Afghan hunger crisis deepens as aid funding falls short, UN says

KABUL, Dec 16 (Reuters) – The U.N. World Food Programme is ​unable for the first time ​in decades to provide effective aid to millions of Afghans ⁠suffering from malnutrition, with deaths especially among children likely to rise this winter, the WFP said on Tuesday.

International aid to ​war-torn Afghanistan has dwindled significantly since 2021, ‍when U.S.-led forces exited the ​country and the Taliban regained power. The crisis has been compounded by multiple natural calamities such as earthquakes.

“For the first time in decades, WFP cannot launch a significant ⁠winter response, while also scaling up emergency and nutrition support nationwide,” the U.N. agency said in a statement, adding that it needed over $460 million to deliver food assistance to six million most vulnerable Afghans.

“With child malnutrition already at its highest level in decades, and unprecedented reductions in (international) funding for ​agencies providing essential services, ⁠access to treatment is increasingly scarce,” ⁠it said.

Child deaths are likely to rise during Afghanistan’s freezing winter months when food is scarcest, it said.

The WFP estimates that 17 million people face hunger, up about 3 million ‌from last year, a rise driven in part ​by millions of Afghans deported from neighbouring Iran and Pakistan under programmes to send back migrants and refugees.

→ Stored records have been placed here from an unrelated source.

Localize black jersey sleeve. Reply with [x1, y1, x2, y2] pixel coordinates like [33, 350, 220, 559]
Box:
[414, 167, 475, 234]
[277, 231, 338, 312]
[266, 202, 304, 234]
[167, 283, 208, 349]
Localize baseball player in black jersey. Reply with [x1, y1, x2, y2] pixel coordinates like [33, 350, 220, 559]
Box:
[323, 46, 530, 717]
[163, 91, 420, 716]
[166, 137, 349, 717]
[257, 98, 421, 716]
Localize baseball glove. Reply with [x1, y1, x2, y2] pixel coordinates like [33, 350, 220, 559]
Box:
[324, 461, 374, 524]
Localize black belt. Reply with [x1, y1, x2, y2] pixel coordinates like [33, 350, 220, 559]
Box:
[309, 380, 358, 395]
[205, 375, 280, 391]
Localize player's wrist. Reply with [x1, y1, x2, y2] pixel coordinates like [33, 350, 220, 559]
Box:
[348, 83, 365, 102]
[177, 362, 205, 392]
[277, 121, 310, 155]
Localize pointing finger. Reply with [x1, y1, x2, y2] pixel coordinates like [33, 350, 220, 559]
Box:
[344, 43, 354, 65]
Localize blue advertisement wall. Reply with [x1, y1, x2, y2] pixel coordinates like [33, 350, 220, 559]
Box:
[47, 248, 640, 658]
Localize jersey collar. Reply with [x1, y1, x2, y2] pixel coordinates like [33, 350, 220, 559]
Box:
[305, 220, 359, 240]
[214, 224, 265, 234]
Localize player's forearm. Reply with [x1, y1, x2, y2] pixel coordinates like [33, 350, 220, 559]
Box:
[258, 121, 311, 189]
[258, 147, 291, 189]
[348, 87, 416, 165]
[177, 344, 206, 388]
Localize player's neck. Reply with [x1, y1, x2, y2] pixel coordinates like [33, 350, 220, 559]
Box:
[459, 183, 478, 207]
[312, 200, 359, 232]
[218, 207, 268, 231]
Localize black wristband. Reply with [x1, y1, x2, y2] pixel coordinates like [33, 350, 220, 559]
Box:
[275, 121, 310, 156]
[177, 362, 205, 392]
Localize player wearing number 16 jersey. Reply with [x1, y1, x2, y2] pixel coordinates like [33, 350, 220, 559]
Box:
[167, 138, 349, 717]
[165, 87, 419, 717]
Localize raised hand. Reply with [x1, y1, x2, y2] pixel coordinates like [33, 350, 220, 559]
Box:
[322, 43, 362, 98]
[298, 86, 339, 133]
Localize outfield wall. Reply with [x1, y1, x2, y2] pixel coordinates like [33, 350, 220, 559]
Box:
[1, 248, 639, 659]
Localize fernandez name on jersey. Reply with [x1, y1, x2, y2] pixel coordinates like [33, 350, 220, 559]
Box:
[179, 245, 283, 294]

Humanitarian agencies have warned that Afghanistan lacks the infrastructure to ‍absorb a sudden influx of returnees.

“We are only 12% funded. This is an obstacle,” Jean-Martin Bauer, WFP Director of ‌Food Security and Nutrition Analysis, told a press briefing ‌in Geneva. He added that 3.7 million Afghan children were acutely malnourished, 1 million of whom were severe cases. “So yes, children are dying,” he said.